Because of this their traveling exhibit, “Gone Too Soon” (one out of three from Hard Rock currently making the rounds around the world) is of interest to any music lover. The curator, Jeff Nolan, is one of the preeminent Rock Historians in the world and he bought a piece of the exhibit to SXSW at the Fader Fort. He gave us a walk through that included everything from one of Lisa ‘Left Eye’ Lopes of tour outfit to a wallet (of touring guitarist Tommy Allsup) Buddy Holly was carrying when he died on his ill fated flight.
It was a freewheeling conversation that touched on everything from ironic deaths (Stevie Ray Vaughan’s longtime use of drugs only to die clean from a helicopter crash), to Amy Winehouse’s beauty in person (“It’s like this weird piece of art walked out and stands next to you, like Holy Moley!”).
He also talked about how he wanted this tour to encompass the entirety of the rock spectrum and not just to cover traditional rock musicians.

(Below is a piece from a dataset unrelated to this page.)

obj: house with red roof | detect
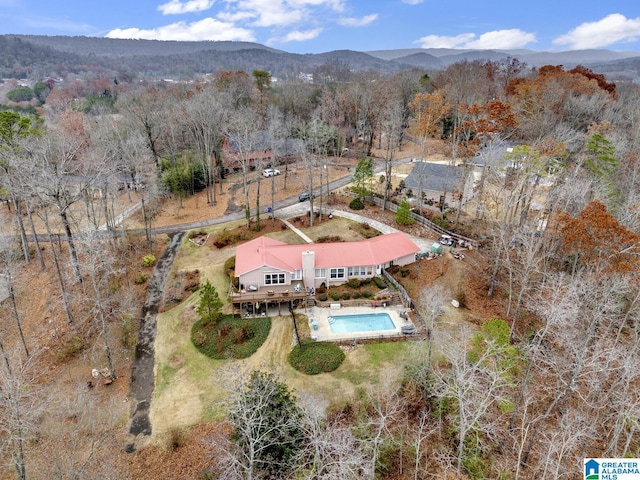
[235,232,420,295]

He brought up how important it was to him to have Lisa Lopes included, “She was near the top of the list of people I wanted to represent (on this tour). She’s a super important artist not as a member of TLC, but as a writer. She wrote or co-wrote most of their hits.”
When asked about the significance of popular musicians dying at the age of 27 (Winehouse, Cobain, Hendrix, etc) he gave a surprising answer: “I think its coincidence. I will tell you a gone too soon story that is a lot more bizarre then people dying at 27. John Lennon was shot and killed on December 8th, 1980. 24 years later to the day, Dimebag Darrell from Pantera was shot and killed on stage December 8th 2004. To me December 8th is weirder then the 27 thing. I figure it should be a rock and roll holiday when all bands cancel all gigs (laughs)…you cannot see a concert on December 8th because everyone is playing it safe.”